Biden highlights unity amid GOP’s disarray
President Biden on Wednesday held out the promised makeover of a dilapidated bridge over the Ohio River as a symbol of what can happen when Republicans and Democrats work together — even as he condemned what he labeled an “embarrassing” scene of GOP disarray back in Washington.
The Democratic president’s trip to the Brent Spence Bridge, which is getting a load of federal cash under the bipartisan infrastructure law, came as Washington was gripped by the GOP’s inability to unify behind a candidate for House speaker.
The bridge visit is part of a renewed push by Biden to highlight the 2021 bipartisan infrastructure law, which contains $1 trillion for roads and bridges, broadband networks and water projects across America. The money will be critical not just for the communities getting the help but to the Democratic president’s political theory that voters are hungry for bipartisanship that delivers tangible results.

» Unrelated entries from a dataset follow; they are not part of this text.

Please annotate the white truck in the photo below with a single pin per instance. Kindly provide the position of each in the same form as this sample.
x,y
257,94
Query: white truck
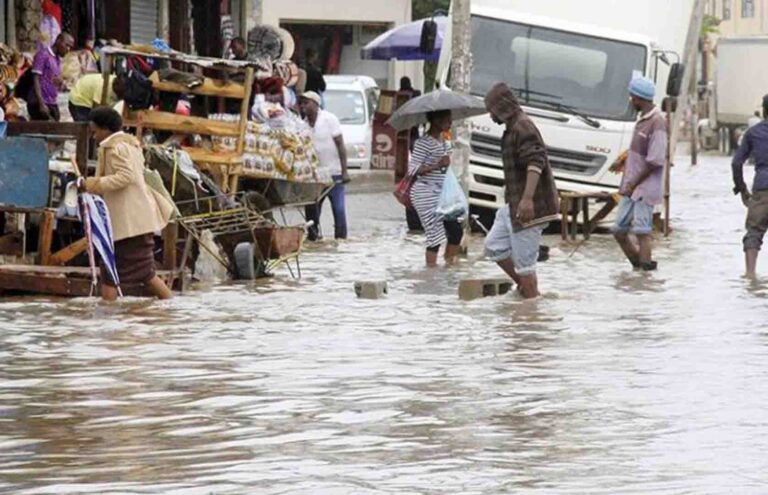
x,y
570,64
740,84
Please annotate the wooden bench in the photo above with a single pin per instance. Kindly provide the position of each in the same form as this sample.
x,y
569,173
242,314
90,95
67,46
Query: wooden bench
x,y
573,204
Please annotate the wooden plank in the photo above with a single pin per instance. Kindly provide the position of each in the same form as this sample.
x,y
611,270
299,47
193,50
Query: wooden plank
x,y
585,213
165,121
56,285
200,155
12,244
245,110
170,238
45,238
59,281
106,70
574,219
565,208
210,87
67,254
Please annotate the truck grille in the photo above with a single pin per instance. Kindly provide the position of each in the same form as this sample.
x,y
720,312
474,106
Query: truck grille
x,y
566,160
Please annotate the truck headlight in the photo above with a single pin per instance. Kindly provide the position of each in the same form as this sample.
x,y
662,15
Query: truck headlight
x,y
357,151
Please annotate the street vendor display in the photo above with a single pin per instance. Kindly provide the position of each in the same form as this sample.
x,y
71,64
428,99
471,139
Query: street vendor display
x,y
278,145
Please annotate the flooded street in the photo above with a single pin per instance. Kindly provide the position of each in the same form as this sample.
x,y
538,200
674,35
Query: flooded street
x,y
612,382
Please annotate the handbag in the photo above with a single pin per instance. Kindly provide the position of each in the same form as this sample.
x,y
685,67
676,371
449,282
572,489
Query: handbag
x,y
453,202
403,189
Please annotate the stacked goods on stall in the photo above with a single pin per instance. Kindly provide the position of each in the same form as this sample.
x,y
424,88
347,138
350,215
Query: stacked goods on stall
x,y
277,145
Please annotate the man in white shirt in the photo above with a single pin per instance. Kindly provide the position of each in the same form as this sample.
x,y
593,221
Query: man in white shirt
x,y
329,145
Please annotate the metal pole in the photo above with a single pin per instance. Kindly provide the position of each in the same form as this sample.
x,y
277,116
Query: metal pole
x,y
693,98
667,172
689,58
163,20
461,68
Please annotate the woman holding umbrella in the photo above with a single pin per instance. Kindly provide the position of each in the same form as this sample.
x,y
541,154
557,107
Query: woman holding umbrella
x,y
135,213
430,159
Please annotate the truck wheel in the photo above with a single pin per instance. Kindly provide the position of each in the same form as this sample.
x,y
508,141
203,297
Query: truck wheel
x,y
247,265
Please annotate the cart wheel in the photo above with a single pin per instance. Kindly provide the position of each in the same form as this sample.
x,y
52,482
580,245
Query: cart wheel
x,y
257,201
247,266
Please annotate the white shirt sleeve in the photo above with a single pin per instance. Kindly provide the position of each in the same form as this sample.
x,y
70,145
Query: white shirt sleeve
x,y
334,125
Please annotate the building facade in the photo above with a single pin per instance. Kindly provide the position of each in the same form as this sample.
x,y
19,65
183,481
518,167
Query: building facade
x,y
336,29
740,17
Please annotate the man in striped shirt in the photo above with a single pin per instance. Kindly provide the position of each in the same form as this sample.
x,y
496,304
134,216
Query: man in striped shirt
x,y
641,185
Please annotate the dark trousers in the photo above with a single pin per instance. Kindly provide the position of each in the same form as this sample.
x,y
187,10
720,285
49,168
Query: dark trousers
x,y
338,203
79,114
35,114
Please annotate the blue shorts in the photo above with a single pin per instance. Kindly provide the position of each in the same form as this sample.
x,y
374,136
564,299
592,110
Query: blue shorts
x,y
522,246
633,216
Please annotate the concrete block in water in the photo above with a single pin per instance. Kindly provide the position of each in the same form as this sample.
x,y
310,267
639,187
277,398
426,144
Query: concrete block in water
x,y
485,287
371,290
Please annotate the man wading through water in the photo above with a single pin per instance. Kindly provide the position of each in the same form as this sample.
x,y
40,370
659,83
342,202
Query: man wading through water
x,y
530,193
641,185
755,144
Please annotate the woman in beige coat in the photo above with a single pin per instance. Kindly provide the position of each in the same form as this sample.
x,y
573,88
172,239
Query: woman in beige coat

Biden was joined by Senate Republican leader Mitch McConnell — a frequent foil of Democrats — who greeted the president at the local airport and and rode with him in his limousine to the riverfront. McConnell was one of 19 Senate Republicans to support the infrastructure law and has said repairing the Brent Spence has long been a priority.
Biden’s appearance with McConnell was meant to appeal to newly empowered Republicans to find additional areas of cooperation in the new Congress.
“We all know these are really partisan times. But I always feel that no matter who gets elected, once it’s all over, we ought to look for things that we can agree on and try to do those, even while we have big differences on other things,” McConnell said in brief remarks before Biden took the stage, calling the bridge an example of bipartisanship that the “country needs to see.”